Objective-Driven Optimal Experimental Design: Quantifying the Uncertainties that Matter and Reducing Them Efficiently and Effectively
Events section menu
Abstract: Modeling complex real-world systems involve immense uncertainties due to a wide variety of factors, including inherent stochasticity of the system, limited availability of data for modeling the system, presence of unobservable hidden variables, and measurement noise. In practice, these uncertainties may not be completely eliminated and difficult to reduce, requiring one to focus on the uncertainties that actually matter for achieving the modeling goal(s).

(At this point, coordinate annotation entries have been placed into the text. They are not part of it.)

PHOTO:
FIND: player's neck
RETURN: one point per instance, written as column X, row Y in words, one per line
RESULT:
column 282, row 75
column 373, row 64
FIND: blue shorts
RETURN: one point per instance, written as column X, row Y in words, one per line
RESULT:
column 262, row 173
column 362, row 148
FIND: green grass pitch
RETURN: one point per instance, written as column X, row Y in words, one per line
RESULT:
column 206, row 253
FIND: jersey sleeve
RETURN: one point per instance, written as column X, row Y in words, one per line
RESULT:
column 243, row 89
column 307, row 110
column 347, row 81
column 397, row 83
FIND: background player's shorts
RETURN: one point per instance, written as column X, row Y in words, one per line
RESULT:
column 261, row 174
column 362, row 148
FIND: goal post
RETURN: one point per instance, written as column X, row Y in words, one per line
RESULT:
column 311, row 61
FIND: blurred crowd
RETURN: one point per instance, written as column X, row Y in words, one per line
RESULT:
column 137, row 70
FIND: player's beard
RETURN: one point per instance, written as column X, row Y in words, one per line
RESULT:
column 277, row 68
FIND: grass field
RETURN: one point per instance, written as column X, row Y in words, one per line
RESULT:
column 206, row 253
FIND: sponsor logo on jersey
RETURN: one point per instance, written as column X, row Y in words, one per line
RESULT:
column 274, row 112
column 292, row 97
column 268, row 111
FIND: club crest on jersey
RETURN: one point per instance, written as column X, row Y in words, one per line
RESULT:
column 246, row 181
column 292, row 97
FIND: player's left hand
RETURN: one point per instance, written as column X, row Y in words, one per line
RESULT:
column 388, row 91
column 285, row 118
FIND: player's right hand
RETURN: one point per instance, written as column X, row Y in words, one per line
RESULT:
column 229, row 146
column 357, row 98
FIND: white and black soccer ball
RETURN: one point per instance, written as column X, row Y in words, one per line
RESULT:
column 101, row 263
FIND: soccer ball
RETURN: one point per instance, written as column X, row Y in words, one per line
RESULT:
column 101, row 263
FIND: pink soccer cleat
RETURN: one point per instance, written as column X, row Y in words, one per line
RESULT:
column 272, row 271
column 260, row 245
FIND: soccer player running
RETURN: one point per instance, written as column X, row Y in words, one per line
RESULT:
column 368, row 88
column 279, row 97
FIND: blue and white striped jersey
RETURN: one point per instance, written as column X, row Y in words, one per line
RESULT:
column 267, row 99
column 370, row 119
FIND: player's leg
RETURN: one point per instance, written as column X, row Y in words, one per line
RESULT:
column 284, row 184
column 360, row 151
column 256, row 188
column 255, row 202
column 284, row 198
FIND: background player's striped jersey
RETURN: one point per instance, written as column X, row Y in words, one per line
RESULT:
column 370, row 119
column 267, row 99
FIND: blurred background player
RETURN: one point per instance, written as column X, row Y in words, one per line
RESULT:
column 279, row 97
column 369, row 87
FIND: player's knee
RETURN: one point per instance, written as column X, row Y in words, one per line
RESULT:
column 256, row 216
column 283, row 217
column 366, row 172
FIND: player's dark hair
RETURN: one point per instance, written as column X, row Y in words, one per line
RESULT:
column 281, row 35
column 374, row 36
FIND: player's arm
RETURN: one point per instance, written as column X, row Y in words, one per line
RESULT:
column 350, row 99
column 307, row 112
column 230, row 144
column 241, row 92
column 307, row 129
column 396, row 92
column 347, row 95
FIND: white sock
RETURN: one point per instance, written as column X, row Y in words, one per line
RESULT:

In this talk, we present how one may quantify the model uncertainty in an objective-driven manner and develop optimal experimental design (OED) techniques that can reduce the uncertainty that critically affects the operational goal(s) of the model. Furthermore, we discuss how one may leverage machine learning (ML) approaches to accelerate uncertainty quantification (UQ), and ultimately, OED. To demonstrate the advantages and potentials of these approaches, we will consider examples in systems biology, drug discovery, and material design.
Bio: Byung-Jun Yoon received his B.S. degree from the Seoul National University and M.S. and Ph.D. degrees from the California Institute of Technology, all in Electrical Engineering. Since 2008, he has been with the Department of Electrical and Computer Engineering, Texas A&M University, where he is currently a professor. Yoon holds a joint appointment at Brookhaven National Laboratory, where he is a Scientist in Computational Science Initiative, Applied Mathematics Group.